ILLINOIS SUPREME COURT THROWS A CURVEBALL…. Well, this is going to make things a little messier.
The Senate Democrats appear to be readying themselves to back off their refusal to seat Roland Burris, but they’re going to have to find a new excuse: The Illinois Supreme Court just refused to force the Secretary of State to certify Burris’s appointment.
The AP report added that the state court concluded that “nothing in state law requires” the Secretary of State to sign the appointment. Apparently, as far as the jurists were concerned, the only thing Illinois Secretary of State Jesse White was legally required to do was register the governor’s selection, and he did that. That’s not, however, a certification.
This is not what was supposed to happen. In fact, the way forward appeared clear. The U.S. Senate blocked Roland Burris’ appointment because it had not been certified by the Illinois Secretary of State. No credentials = no seat.
But Harry Reid offered a roadmap to resolution: if Burris answered questions from the state impeachment panel, and the state Supreme Court ordered Illinois Secretary of State to certify the results, the Senate would honor the process and seat Burris. Reid and the Senate Democratic leadership had effectively punted the controversy to state officials.
Today’s ruling from the Illinois Supreme Court punts it right back.
Reid had said that the Senate has never accepted a member whose appointment had not been certified, and he’s not inclined to break new ground. At this point, then, either White will reverse course and decide to sign off on Burris’ appointment, Reid will reverse course and agree to seat Burris without certification, Burris will reverse course and stop pursuing the appointment, or this fiasco will remain unresolved for quite a while longer.
As to the substance of the issue here, I have to admit, this sounds a little bizarre. Secretaries of State should be empowered to have an effective veto power over a governor’s appointment authority?

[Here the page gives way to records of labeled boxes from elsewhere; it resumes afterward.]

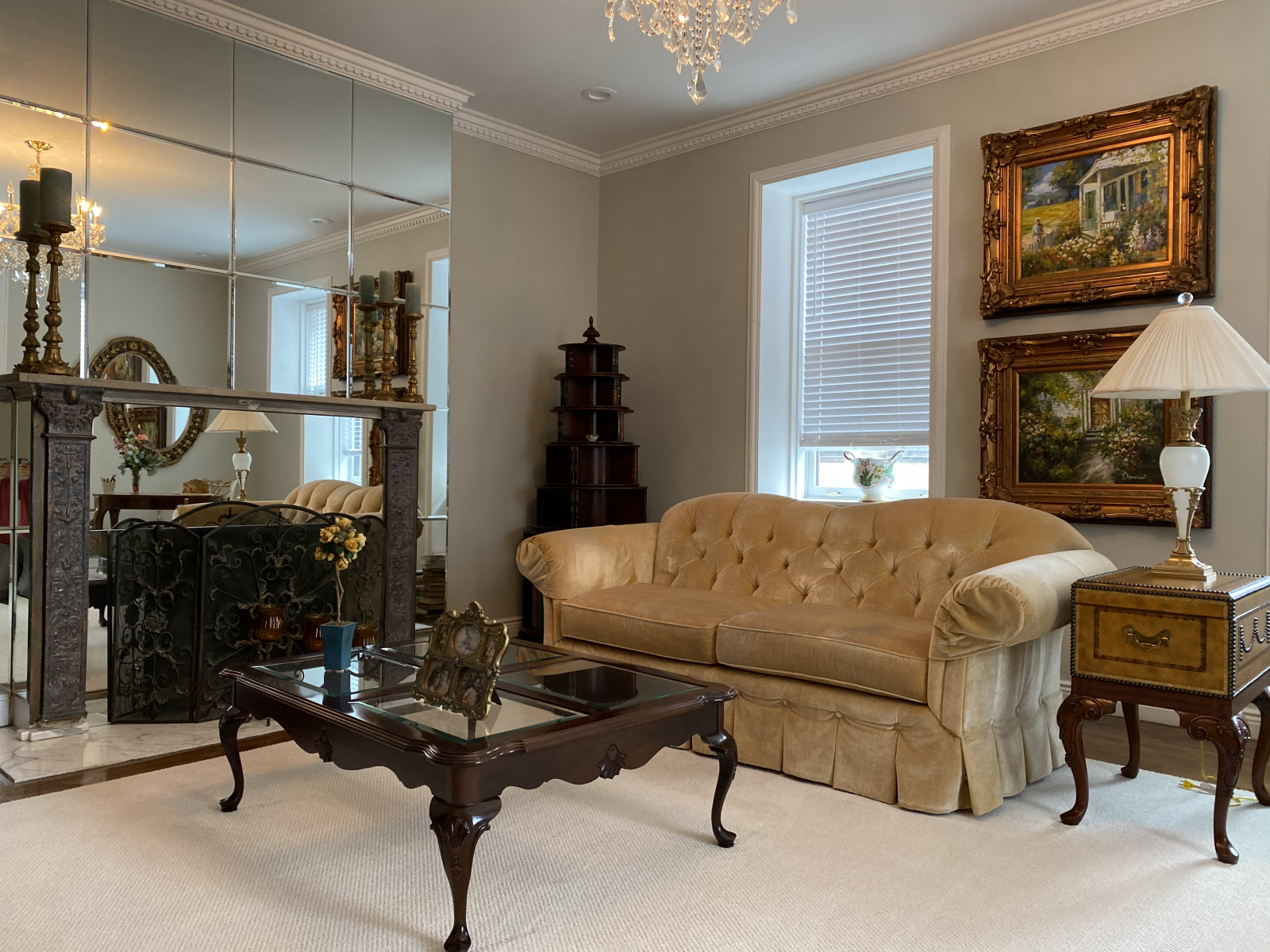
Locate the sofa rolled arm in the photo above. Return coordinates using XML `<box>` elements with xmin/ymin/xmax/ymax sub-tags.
<box><xmin>929</xmin><ymin>548</ymin><xmax>1115</xmax><ymax>660</ymax></box>
<box><xmin>516</xmin><ymin>522</ymin><xmax>660</xmax><ymax>601</ymax></box>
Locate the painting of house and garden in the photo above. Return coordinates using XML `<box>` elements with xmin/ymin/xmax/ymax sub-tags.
<box><xmin>1018</xmin><ymin>138</ymin><xmax>1170</xmax><ymax>278</ymax></box>
<box><xmin>1018</xmin><ymin>370</ymin><xmax>1164</xmax><ymax>485</ymax></box>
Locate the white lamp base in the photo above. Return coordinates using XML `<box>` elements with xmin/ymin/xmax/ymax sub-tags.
<box><xmin>1151</xmin><ymin>443</ymin><xmax>1217</xmax><ymax>584</ymax></box>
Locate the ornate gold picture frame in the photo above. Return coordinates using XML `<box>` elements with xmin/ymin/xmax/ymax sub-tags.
<box><xmin>411</xmin><ymin>601</ymin><xmax>510</xmax><ymax>721</ymax></box>
<box><xmin>979</xmin><ymin>326</ymin><xmax>1213</xmax><ymax>528</ymax></box>
<box><xmin>330</xmin><ymin>271</ymin><xmax>414</xmax><ymax>379</ymax></box>
<box><xmin>979</xmin><ymin>86</ymin><xmax>1217</xmax><ymax>317</ymax></box>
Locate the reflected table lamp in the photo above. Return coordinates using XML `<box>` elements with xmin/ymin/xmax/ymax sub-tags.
<box><xmin>1094</xmin><ymin>294</ymin><xmax>1270</xmax><ymax>584</ymax></box>
<box><xmin>207</xmin><ymin>410</ymin><xmax>278</xmax><ymax>500</ymax></box>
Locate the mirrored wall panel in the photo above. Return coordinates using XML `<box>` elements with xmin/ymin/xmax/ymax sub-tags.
<box><xmin>233</xmin><ymin>42</ymin><xmax>350</xmax><ymax>182</ymax></box>
<box><xmin>0</xmin><ymin>0</ymin><xmax>87</xmax><ymax>114</ymax></box>
<box><xmin>353</xmin><ymin>83</ymin><xmax>453</xmax><ymax>205</ymax></box>
<box><xmin>0</xmin><ymin>0</ymin><xmax>452</xmax><ymax>726</ymax></box>
<box><xmin>89</xmin><ymin>127</ymin><xmax>231</xmax><ymax>269</ymax></box>
<box><xmin>89</xmin><ymin>0</ymin><xmax>233</xmax><ymax>152</ymax></box>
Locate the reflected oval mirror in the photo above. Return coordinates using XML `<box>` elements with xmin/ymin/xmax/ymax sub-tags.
<box><xmin>87</xmin><ymin>338</ymin><xmax>207</xmax><ymax>466</ymax></box>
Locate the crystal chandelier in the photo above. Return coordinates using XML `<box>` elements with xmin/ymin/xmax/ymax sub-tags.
<box><xmin>0</xmin><ymin>138</ymin><xmax>106</xmax><ymax>296</ymax></box>
<box><xmin>605</xmin><ymin>0</ymin><xmax>798</xmax><ymax>103</ymax></box>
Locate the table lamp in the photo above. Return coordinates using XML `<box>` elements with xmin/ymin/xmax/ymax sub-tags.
<box><xmin>207</xmin><ymin>410</ymin><xmax>278</xmax><ymax>500</ymax></box>
<box><xmin>1094</xmin><ymin>294</ymin><xmax>1270</xmax><ymax>582</ymax></box>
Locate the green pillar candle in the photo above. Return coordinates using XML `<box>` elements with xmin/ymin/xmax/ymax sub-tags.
<box><xmin>40</xmin><ymin>169</ymin><xmax>75</xmax><ymax>227</ymax></box>
<box><xmin>17</xmin><ymin>179</ymin><xmax>48</xmax><ymax>237</ymax></box>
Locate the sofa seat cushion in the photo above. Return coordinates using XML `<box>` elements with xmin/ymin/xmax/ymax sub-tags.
<box><xmin>715</xmin><ymin>601</ymin><xmax>932</xmax><ymax>703</ymax></box>
<box><xmin>560</xmin><ymin>582</ymin><xmax>776</xmax><ymax>664</ymax></box>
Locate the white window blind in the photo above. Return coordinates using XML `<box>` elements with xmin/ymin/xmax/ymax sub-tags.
<box><xmin>303</xmin><ymin>301</ymin><xmax>330</xmax><ymax>396</ymax></box>
<box><xmin>799</xmin><ymin>174</ymin><xmax>933</xmax><ymax>447</ymax></box>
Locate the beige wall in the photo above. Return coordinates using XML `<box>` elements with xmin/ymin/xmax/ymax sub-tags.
<box><xmin>447</xmin><ymin>136</ymin><xmax>607</xmax><ymax>618</ymax></box>
<box><xmin>597</xmin><ymin>0</ymin><xmax>1270</xmax><ymax>571</ymax></box>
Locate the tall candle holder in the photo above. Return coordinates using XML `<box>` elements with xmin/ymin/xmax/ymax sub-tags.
<box><xmin>357</xmin><ymin>303</ymin><xmax>379</xmax><ymax>400</ymax></box>
<box><xmin>36</xmin><ymin>221</ymin><xmax>75</xmax><ymax>377</ymax></box>
<box><xmin>402</xmin><ymin>311</ymin><xmax>424</xmax><ymax>404</ymax></box>
<box><xmin>375</xmin><ymin>301</ymin><xmax>396</xmax><ymax>400</ymax></box>
<box><xmin>13</xmin><ymin>231</ymin><xmax>48</xmax><ymax>373</ymax></box>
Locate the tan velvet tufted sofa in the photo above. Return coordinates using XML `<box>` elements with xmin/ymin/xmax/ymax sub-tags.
<box><xmin>171</xmin><ymin>480</ymin><xmax>383</xmax><ymax>525</ymax></box>
<box><xmin>517</xmin><ymin>493</ymin><xmax>1115</xmax><ymax>814</ymax></box>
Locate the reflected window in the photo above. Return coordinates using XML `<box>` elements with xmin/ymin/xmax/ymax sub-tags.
<box><xmin>269</xmin><ymin>288</ymin><xmax>364</xmax><ymax>485</ymax></box>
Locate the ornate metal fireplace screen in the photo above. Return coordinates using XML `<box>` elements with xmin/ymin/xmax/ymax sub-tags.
<box><xmin>110</xmin><ymin>504</ymin><xmax>386</xmax><ymax>722</ymax></box>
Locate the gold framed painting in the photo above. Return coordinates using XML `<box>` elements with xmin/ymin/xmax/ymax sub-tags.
<box><xmin>413</xmin><ymin>601</ymin><xmax>510</xmax><ymax>721</ymax></box>
<box><xmin>330</xmin><ymin>271</ymin><xmax>414</xmax><ymax>379</ymax></box>
<box><xmin>979</xmin><ymin>86</ymin><xmax>1217</xmax><ymax>317</ymax></box>
<box><xmin>979</xmin><ymin>326</ymin><xmax>1213</xmax><ymax>528</ymax></box>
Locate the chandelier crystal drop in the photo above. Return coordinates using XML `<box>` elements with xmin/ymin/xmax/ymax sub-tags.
<box><xmin>605</xmin><ymin>0</ymin><xmax>798</xmax><ymax>104</ymax></box>
<box><xmin>0</xmin><ymin>140</ymin><xmax>106</xmax><ymax>297</ymax></box>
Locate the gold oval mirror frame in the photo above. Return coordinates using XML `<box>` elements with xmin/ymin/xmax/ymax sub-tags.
<box><xmin>87</xmin><ymin>338</ymin><xmax>207</xmax><ymax>466</ymax></box>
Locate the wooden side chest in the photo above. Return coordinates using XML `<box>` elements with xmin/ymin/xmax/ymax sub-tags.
<box><xmin>1072</xmin><ymin>569</ymin><xmax>1270</xmax><ymax>698</ymax></box>
<box><xmin>1058</xmin><ymin>569</ymin><xmax>1270</xmax><ymax>863</ymax></box>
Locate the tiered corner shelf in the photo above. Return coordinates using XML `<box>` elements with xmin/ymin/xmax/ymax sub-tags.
<box><xmin>521</xmin><ymin>320</ymin><xmax>648</xmax><ymax>637</ymax></box>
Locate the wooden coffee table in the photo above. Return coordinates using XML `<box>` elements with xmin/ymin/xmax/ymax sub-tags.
<box><xmin>221</xmin><ymin>639</ymin><xmax>737</xmax><ymax>952</ymax></box>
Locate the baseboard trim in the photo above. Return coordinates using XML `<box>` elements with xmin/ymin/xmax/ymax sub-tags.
<box><xmin>1058</xmin><ymin>678</ymin><xmax>1261</xmax><ymax>740</ymax></box>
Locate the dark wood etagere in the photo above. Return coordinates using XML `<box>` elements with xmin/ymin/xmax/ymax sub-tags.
<box><xmin>521</xmin><ymin>319</ymin><xmax>648</xmax><ymax>639</ymax></box>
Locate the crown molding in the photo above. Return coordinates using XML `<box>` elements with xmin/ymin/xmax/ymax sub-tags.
<box><xmin>122</xmin><ymin>0</ymin><xmax>472</xmax><ymax>113</ymax></box>
<box><xmin>455</xmin><ymin>108</ymin><xmax>601</xmax><ymax>175</ymax></box>
<box><xmin>121</xmin><ymin>0</ymin><xmax>1222</xmax><ymax>175</ymax></box>
<box><xmin>239</xmin><ymin>207</ymin><xmax>449</xmax><ymax>274</ymax></box>
<box><xmin>599</xmin><ymin>0</ymin><xmax>1222</xmax><ymax>175</ymax></box>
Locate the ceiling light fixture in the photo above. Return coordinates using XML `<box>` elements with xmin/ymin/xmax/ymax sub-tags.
<box><xmin>0</xmin><ymin>140</ymin><xmax>106</xmax><ymax>294</ymax></box>
<box><xmin>602</xmin><ymin>0</ymin><xmax>798</xmax><ymax>104</ymax></box>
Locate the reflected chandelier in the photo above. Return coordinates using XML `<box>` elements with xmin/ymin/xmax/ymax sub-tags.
<box><xmin>0</xmin><ymin>138</ymin><xmax>106</xmax><ymax>296</ymax></box>
<box><xmin>605</xmin><ymin>0</ymin><xmax>798</xmax><ymax>104</ymax></box>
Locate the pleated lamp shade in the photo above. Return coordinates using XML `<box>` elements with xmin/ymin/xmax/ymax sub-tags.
<box><xmin>207</xmin><ymin>410</ymin><xmax>278</xmax><ymax>433</ymax></box>
<box><xmin>1094</xmin><ymin>301</ymin><xmax>1270</xmax><ymax>400</ymax></box>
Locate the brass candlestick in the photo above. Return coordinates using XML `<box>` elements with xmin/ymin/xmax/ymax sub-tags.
<box><xmin>13</xmin><ymin>231</ymin><xmax>48</xmax><ymax>373</ymax></box>
<box><xmin>375</xmin><ymin>301</ymin><xmax>396</xmax><ymax>400</ymax></box>
<box><xmin>402</xmin><ymin>313</ymin><xmax>424</xmax><ymax>404</ymax></box>
<box><xmin>40</xmin><ymin>221</ymin><xmax>75</xmax><ymax>377</ymax></box>
<box><xmin>357</xmin><ymin>303</ymin><xmax>379</xmax><ymax>400</ymax></box>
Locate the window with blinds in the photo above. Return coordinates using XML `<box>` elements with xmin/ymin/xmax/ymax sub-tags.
<box><xmin>799</xmin><ymin>173</ymin><xmax>933</xmax><ymax>447</ymax></box>
<box><xmin>303</xmin><ymin>300</ymin><xmax>330</xmax><ymax>396</ymax></box>
<box><xmin>798</xmin><ymin>169</ymin><xmax>933</xmax><ymax>497</ymax></box>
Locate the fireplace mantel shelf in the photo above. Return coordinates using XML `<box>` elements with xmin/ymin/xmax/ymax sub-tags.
<box><xmin>0</xmin><ymin>373</ymin><xmax>437</xmax><ymax>420</ymax></box>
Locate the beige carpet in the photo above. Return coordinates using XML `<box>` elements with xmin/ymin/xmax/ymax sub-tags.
<box><xmin>0</xmin><ymin>744</ymin><xmax>1270</xmax><ymax>952</ymax></box>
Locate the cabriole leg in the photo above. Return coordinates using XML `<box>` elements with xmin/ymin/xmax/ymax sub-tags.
<box><xmin>428</xmin><ymin>797</ymin><xmax>503</xmax><ymax>952</ymax></box>
<box><xmin>1058</xmin><ymin>694</ymin><xmax>1115</xmax><ymax>827</ymax></box>
<box><xmin>221</xmin><ymin>704</ymin><xmax>250</xmax><ymax>814</ymax></box>
<box><xmin>701</xmin><ymin>730</ymin><xmax>737</xmax><ymax>846</ymax></box>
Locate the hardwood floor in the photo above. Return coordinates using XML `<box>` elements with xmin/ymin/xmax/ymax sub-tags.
<box><xmin>1084</xmin><ymin>717</ymin><xmax>1256</xmax><ymax>789</ymax></box>
<box><xmin>0</xmin><ymin>717</ymin><xmax>1253</xmax><ymax>804</ymax></box>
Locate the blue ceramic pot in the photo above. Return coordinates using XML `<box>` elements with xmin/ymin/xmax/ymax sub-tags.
<box><xmin>321</xmin><ymin>622</ymin><xmax>357</xmax><ymax>671</ymax></box>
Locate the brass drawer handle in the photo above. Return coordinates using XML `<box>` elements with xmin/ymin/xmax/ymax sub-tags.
<box><xmin>1124</xmin><ymin>624</ymin><xmax>1173</xmax><ymax>651</ymax></box>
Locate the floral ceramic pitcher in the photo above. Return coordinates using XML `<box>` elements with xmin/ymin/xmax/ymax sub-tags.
<box><xmin>842</xmin><ymin>449</ymin><xmax>904</xmax><ymax>503</ymax></box>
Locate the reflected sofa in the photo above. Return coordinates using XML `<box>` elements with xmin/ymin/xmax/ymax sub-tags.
<box><xmin>517</xmin><ymin>493</ymin><xmax>1115</xmax><ymax>814</ymax></box>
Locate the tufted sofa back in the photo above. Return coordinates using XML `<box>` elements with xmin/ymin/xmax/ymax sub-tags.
<box><xmin>652</xmin><ymin>493</ymin><xmax>1092</xmax><ymax>618</ymax></box>
<box><xmin>286</xmin><ymin>480</ymin><xmax>383</xmax><ymax>516</ymax></box>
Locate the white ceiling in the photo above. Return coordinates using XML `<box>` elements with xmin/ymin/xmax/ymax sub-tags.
<box><xmin>223</xmin><ymin>0</ymin><xmax>1088</xmax><ymax>154</ymax></box>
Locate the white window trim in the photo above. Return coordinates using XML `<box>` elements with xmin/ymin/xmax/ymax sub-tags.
<box><xmin>745</xmin><ymin>125</ymin><xmax>951</xmax><ymax>497</ymax></box>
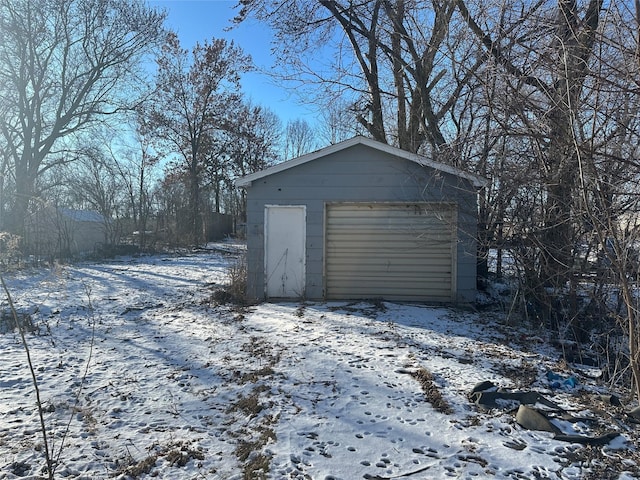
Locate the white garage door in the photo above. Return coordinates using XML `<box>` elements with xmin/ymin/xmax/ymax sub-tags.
<box><xmin>325</xmin><ymin>203</ymin><xmax>457</xmax><ymax>302</ymax></box>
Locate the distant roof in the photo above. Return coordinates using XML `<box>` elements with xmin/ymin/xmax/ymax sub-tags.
<box><xmin>235</xmin><ymin>136</ymin><xmax>487</xmax><ymax>188</ymax></box>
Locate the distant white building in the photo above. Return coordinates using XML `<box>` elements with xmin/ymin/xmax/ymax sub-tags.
<box><xmin>25</xmin><ymin>206</ymin><xmax>107</xmax><ymax>258</ymax></box>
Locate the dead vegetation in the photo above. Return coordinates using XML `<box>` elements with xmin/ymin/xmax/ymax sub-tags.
<box><xmin>411</xmin><ymin>367</ymin><xmax>453</xmax><ymax>415</ymax></box>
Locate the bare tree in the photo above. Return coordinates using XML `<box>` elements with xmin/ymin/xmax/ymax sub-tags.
<box><xmin>284</xmin><ymin>118</ymin><xmax>316</xmax><ymax>159</ymax></box>
<box><xmin>149</xmin><ymin>33</ymin><xmax>250</xmax><ymax>244</ymax></box>
<box><xmin>0</xmin><ymin>0</ymin><xmax>164</xmax><ymax>236</ymax></box>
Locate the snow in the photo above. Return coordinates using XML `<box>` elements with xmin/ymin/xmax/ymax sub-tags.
<box><xmin>0</xmin><ymin>244</ymin><xmax>638</xmax><ymax>480</ymax></box>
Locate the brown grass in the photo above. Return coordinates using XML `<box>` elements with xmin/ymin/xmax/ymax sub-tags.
<box><xmin>411</xmin><ymin>367</ymin><xmax>453</xmax><ymax>415</ymax></box>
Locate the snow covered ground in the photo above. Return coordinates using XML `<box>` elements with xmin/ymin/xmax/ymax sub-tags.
<box><xmin>0</xmin><ymin>244</ymin><xmax>640</xmax><ymax>480</ymax></box>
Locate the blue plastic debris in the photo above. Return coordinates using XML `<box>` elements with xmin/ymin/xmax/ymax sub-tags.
<box><xmin>547</xmin><ymin>370</ymin><xmax>578</xmax><ymax>388</ymax></box>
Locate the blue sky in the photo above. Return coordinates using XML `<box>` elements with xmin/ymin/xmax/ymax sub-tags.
<box><xmin>148</xmin><ymin>0</ymin><xmax>315</xmax><ymax>126</ymax></box>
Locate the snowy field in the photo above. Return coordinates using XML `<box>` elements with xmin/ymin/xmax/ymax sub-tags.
<box><xmin>0</xmin><ymin>244</ymin><xmax>640</xmax><ymax>480</ymax></box>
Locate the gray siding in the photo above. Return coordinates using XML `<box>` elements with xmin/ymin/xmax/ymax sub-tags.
<box><xmin>242</xmin><ymin>144</ymin><xmax>477</xmax><ymax>302</ymax></box>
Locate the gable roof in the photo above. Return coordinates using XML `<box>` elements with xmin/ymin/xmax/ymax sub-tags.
<box><xmin>235</xmin><ymin>136</ymin><xmax>487</xmax><ymax>188</ymax></box>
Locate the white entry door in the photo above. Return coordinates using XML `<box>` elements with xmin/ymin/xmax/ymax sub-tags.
<box><xmin>264</xmin><ymin>205</ymin><xmax>306</xmax><ymax>298</ymax></box>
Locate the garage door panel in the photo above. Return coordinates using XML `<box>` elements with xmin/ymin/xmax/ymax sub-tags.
<box><xmin>325</xmin><ymin>203</ymin><xmax>457</xmax><ymax>301</ymax></box>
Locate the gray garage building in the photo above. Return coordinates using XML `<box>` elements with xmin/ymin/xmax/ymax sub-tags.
<box><xmin>236</xmin><ymin>137</ymin><xmax>484</xmax><ymax>303</ymax></box>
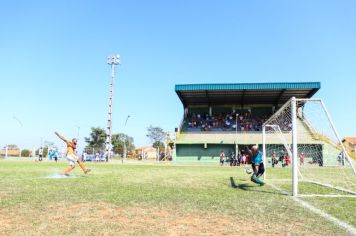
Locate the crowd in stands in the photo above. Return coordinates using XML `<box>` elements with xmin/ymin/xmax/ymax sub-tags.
<box><xmin>186</xmin><ymin>110</ymin><xmax>270</xmax><ymax>131</ymax></box>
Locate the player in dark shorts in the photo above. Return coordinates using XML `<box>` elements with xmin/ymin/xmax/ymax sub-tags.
<box><xmin>249</xmin><ymin>146</ymin><xmax>265</xmax><ymax>186</ymax></box>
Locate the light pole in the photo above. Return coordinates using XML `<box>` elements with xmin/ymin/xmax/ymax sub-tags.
<box><xmin>124</xmin><ymin>115</ymin><xmax>130</xmax><ymax>161</ymax></box>
<box><xmin>105</xmin><ymin>55</ymin><xmax>120</xmax><ymax>162</ymax></box>
<box><xmin>235</xmin><ymin>113</ymin><xmax>239</xmax><ymax>160</ymax></box>
<box><xmin>75</xmin><ymin>125</ymin><xmax>80</xmax><ymax>153</ymax></box>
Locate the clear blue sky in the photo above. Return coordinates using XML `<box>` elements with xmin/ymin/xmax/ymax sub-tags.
<box><xmin>0</xmin><ymin>0</ymin><xmax>356</xmax><ymax>149</ymax></box>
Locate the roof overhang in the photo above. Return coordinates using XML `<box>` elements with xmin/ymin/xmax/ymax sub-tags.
<box><xmin>175</xmin><ymin>82</ymin><xmax>320</xmax><ymax>107</ymax></box>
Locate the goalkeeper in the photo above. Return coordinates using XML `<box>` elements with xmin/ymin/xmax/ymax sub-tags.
<box><xmin>54</xmin><ymin>132</ymin><xmax>91</xmax><ymax>176</ymax></box>
<box><xmin>249</xmin><ymin>145</ymin><xmax>265</xmax><ymax>186</ymax></box>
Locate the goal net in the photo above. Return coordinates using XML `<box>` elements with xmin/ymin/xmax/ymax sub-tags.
<box><xmin>263</xmin><ymin>98</ymin><xmax>356</xmax><ymax>197</ymax></box>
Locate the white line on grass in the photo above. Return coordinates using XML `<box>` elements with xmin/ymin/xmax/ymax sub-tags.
<box><xmin>269</xmin><ymin>183</ymin><xmax>356</xmax><ymax>235</ymax></box>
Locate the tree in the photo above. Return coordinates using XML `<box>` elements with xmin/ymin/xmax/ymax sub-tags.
<box><xmin>85</xmin><ymin>127</ymin><xmax>106</xmax><ymax>153</ymax></box>
<box><xmin>111</xmin><ymin>133</ymin><xmax>135</xmax><ymax>155</ymax></box>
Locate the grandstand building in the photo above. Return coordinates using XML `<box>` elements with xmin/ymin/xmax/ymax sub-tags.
<box><xmin>174</xmin><ymin>82</ymin><xmax>320</xmax><ymax>162</ymax></box>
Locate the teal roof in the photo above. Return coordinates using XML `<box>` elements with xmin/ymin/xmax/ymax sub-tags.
<box><xmin>175</xmin><ymin>82</ymin><xmax>320</xmax><ymax>91</ymax></box>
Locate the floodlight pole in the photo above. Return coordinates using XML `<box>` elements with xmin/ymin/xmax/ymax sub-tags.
<box><xmin>291</xmin><ymin>97</ymin><xmax>298</xmax><ymax>197</ymax></box>
<box><xmin>105</xmin><ymin>55</ymin><xmax>120</xmax><ymax>162</ymax></box>
<box><xmin>124</xmin><ymin>115</ymin><xmax>130</xmax><ymax>161</ymax></box>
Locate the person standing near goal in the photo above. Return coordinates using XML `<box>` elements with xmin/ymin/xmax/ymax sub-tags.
<box><xmin>54</xmin><ymin>132</ymin><xmax>91</xmax><ymax>175</ymax></box>
<box><xmin>249</xmin><ymin>145</ymin><xmax>265</xmax><ymax>186</ymax></box>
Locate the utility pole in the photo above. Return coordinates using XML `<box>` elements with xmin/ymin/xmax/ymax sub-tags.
<box><xmin>105</xmin><ymin>55</ymin><xmax>120</xmax><ymax>162</ymax></box>
<box><xmin>124</xmin><ymin>115</ymin><xmax>130</xmax><ymax>161</ymax></box>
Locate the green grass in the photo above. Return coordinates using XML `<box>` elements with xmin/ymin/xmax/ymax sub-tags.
<box><xmin>0</xmin><ymin>160</ymin><xmax>356</xmax><ymax>235</ymax></box>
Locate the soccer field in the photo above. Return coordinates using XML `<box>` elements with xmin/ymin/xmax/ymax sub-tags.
<box><xmin>0</xmin><ymin>160</ymin><xmax>356</xmax><ymax>235</ymax></box>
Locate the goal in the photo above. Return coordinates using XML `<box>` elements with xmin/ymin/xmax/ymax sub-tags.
<box><xmin>262</xmin><ymin>97</ymin><xmax>356</xmax><ymax>197</ymax></box>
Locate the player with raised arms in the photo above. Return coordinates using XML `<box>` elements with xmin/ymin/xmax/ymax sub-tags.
<box><xmin>54</xmin><ymin>132</ymin><xmax>91</xmax><ymax>176</ymax></box>
<box><xmin>248</xmin><ymin>145</ymin><xmax>265</xmax><ymax>186</ymax></box>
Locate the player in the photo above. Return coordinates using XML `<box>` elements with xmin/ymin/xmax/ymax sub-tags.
<box><xmin>249</xmin><ymin>145</ymin><xmax>265</xmax><ymax>186</ymax></box>
<box><xmin>54</xmin><ymin>132</ymin><xmax>91</xmax><ymax>176</ymax></box>
<box><xmin>38</xmin><ymin>147</ymin><xmax>43</xmax><ymax>161</ymax></box>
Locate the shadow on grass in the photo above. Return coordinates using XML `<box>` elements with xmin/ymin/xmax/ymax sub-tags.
<box><xmin>230</xmin><ymin>177</ymin><xmax>287</xmax><ymax>196</ymax></box>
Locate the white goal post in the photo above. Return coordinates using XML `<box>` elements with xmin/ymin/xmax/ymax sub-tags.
<box><xmin>262</xmin><ymin>97</ymin><xmax>356</xmax><ymax>197</ymax></box>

Update: Wait, I read a portion of this incorrectly. The state Supreme Court isn’t forcing White to certify the appointment, but the court said Burris doesn’t need White’s signature to be seated. So, no veto power for the Secretary of State, but no certification for Burris.
The competing scenarios I presented, however, remain the same: either White changes his mind, Reid changes his mind, Burris changes his mind, or this remains unresolved for a while.